This piece is the sixth in a series of reflections about Lent and Holy Week.
“They killed Jesus? Why did they do that? They are bad people! He didn’t do anything bad. It’s not fair!” Our three-year-old son ranted in this fashion the whole walk home from his first Good Friday worship service. The sidewalk—lined with filthy snow, grit and melting dog turds—the drizzle falling from a clay-coloured sky, the barren trees and the moaning wind all seemed to agree.
Our son, for the first time, realized that baby Jesus, who became a man of the marginalized and a healer, was murdered. He was furious and inconsolable in his despair over the injustice of Jesus’ crucifixion. I held his hand. I told him Jesus’ friends probably felt the same way. I didn’t mention Easter.
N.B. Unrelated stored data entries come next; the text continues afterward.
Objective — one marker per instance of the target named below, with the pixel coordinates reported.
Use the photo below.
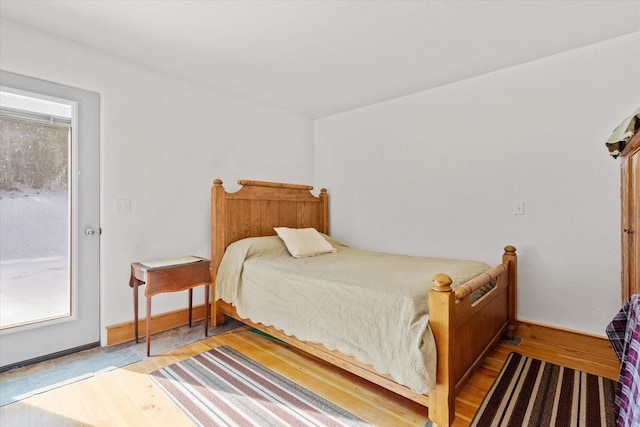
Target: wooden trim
(630, 225)
(124, 332)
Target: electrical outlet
(518, 207)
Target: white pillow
(304, 242)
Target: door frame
(83, 329)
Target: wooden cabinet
(630, 184)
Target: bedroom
(554, 112)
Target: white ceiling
(319, 58)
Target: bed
(462, 328)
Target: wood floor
(127, 397)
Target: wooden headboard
(259, 206)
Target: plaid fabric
(624, 334)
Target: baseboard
(124, 332)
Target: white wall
(437, 172)
(163, 141)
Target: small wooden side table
(170, 275)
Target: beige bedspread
(369, 305)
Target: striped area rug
(222, 387)
(530, 392)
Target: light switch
(518, 207)
(123, 206)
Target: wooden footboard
(463, 331)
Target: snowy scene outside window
(35, 210)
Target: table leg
(148, 326)
(135, 308)
(190, 305)
(206, 310)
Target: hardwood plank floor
(127, 397)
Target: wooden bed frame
(463, 332)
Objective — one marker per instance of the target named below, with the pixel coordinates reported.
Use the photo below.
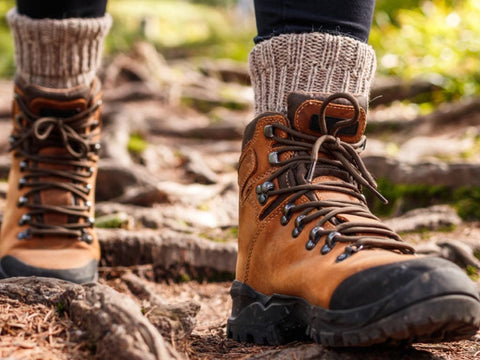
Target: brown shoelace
(70, 173)
(309, 157)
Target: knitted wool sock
(58, 53)
(311, 62)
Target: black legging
(346, 17)
(274, 17)
(61, 9)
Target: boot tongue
(304, 109)
(56, 102)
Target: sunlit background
(439, 39)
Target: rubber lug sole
(279, 319)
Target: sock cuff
(58, 53)
(309, 62)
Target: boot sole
(279, 319)
(12, 267)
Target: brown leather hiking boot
(313, 262)
(47, 227)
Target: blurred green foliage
(434, 38)
(438, 39)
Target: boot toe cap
(401, 284)
(11, 266)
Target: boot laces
(69, 171)
(306, 158)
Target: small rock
(431, 218)
(198, 169)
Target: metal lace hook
(314, 156)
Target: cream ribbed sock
(58, 53)
(311, 62)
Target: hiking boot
(47, 227)
(313, 262)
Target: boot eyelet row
(273, 158)
(298, 226)
(24, 235)
(262, 191)
(22, 182)
(86, 237)
(349, 251)
(329, 242)
(313, 238)
(97, 147)
(286, 213)
(22, 200)
(25, 219)
(268, 131)
(23, 165)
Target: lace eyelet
(22, 182)
(298, 226)
(24, 219)
(262, 191)
(268, 131)
(313, 237)
(273, 158)
(23, 165)
(97, 147)
(86, 237)
(22, 200)
(24, 235)
(329, 242)
(285, 219)
(349, 251)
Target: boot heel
(261, 319)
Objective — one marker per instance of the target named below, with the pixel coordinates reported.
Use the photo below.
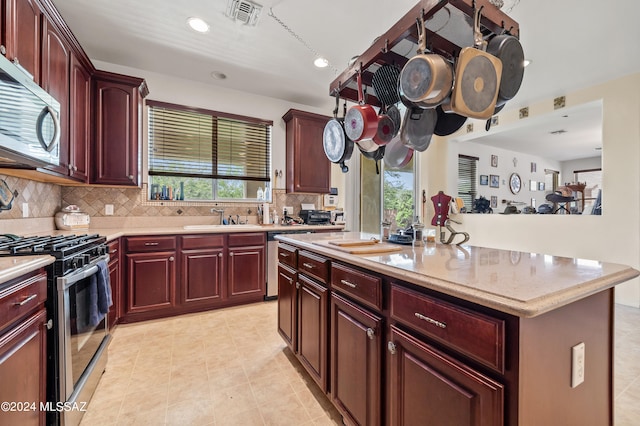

Tears ran down his cheeks.
Only the most courageous among us truly surrender ourselves to the Good Friday story. We prefer to put Jesus in the tomb, like bread into a toaster, confident he will pop back up on Easter morning. No worries. Friday’s grisly scene will soon be transformed into pastels, tulips, painted eggs, bunnies and sunrises.
What if we had only a charismatic, donkey riding, peasant revolutionary who was publicly tortured and put to death by a powerfully militarized occupying empire?
More Holy Week reflections from Broadview:
In Elie Wiesel’s memoir, Night—about his survival in a German concentration camp—he describes being forced to witness the slow, agonizing death of a young boy, hanged for collaborating against the Nazis:
Behind me, I heard… a man asking: “Where is God now?”
And I heard a voice within me answer him: “Where is He? Here He is—He is hanging here on this gallows….”
We’re Easter people. We hurry from cross to empty tomb—the show stopper, the orchestra swelling, trumpets and timpani sounding, proclamations of the end of injustice and suffering, the victory of life over death.
Can we be honest? Death and suffering have not been defeated.
The resurrection—like Donald Trump on the return to normal after COVID-19—is aspirational. It is described poetically, with metaphors and symbols—the curving neck of fiddleheads, crocuses sprouting in the snow, the song of a sparrow in a blossoming cherry tree, the restoration of relationships, an ineffable inner awakening—all true, beautiful and full of promise.
Good Friday, on the other hand, is as literal as a grave. The fear, despair, injustice, violence and suffering of God on a cross persists in the flesh.
On this Good Friday of the plague, where is God? God is weeping in Italy and Spain, perishing in a Bobcaygeon nursing home, laying down her or his life for friends and strangers at the hospital and the grocery store, suffocating for lack of a respirator, sleeping cheek to jowl in a homeless shelter, deprived of a final kiss, alone, bracing as the pandemic stalks Africa. Suffering and death abound.
This week, a little girl came to the food bank with her mother. Stressed, tired and laid off from her minimum-wage job, Mom accepted the grocery card and picked 10 items from the pantry shelf. Her daughter rummaged through a basket of hotel toiletries. “She wants one of those hotel shampoos,” her mother sighed, “to wash her hair. I use soap.” But the shampoos were all gone. Only hand lotions were left in the basket.
“Where is God,” I wanted to cry, “when a frightened little girl cannot have 30 lousy millilitres of shampoo to wash her hair?”
And I heard Good Friday answer: “Where is God? Here She is—searching in a basket for shampoo.”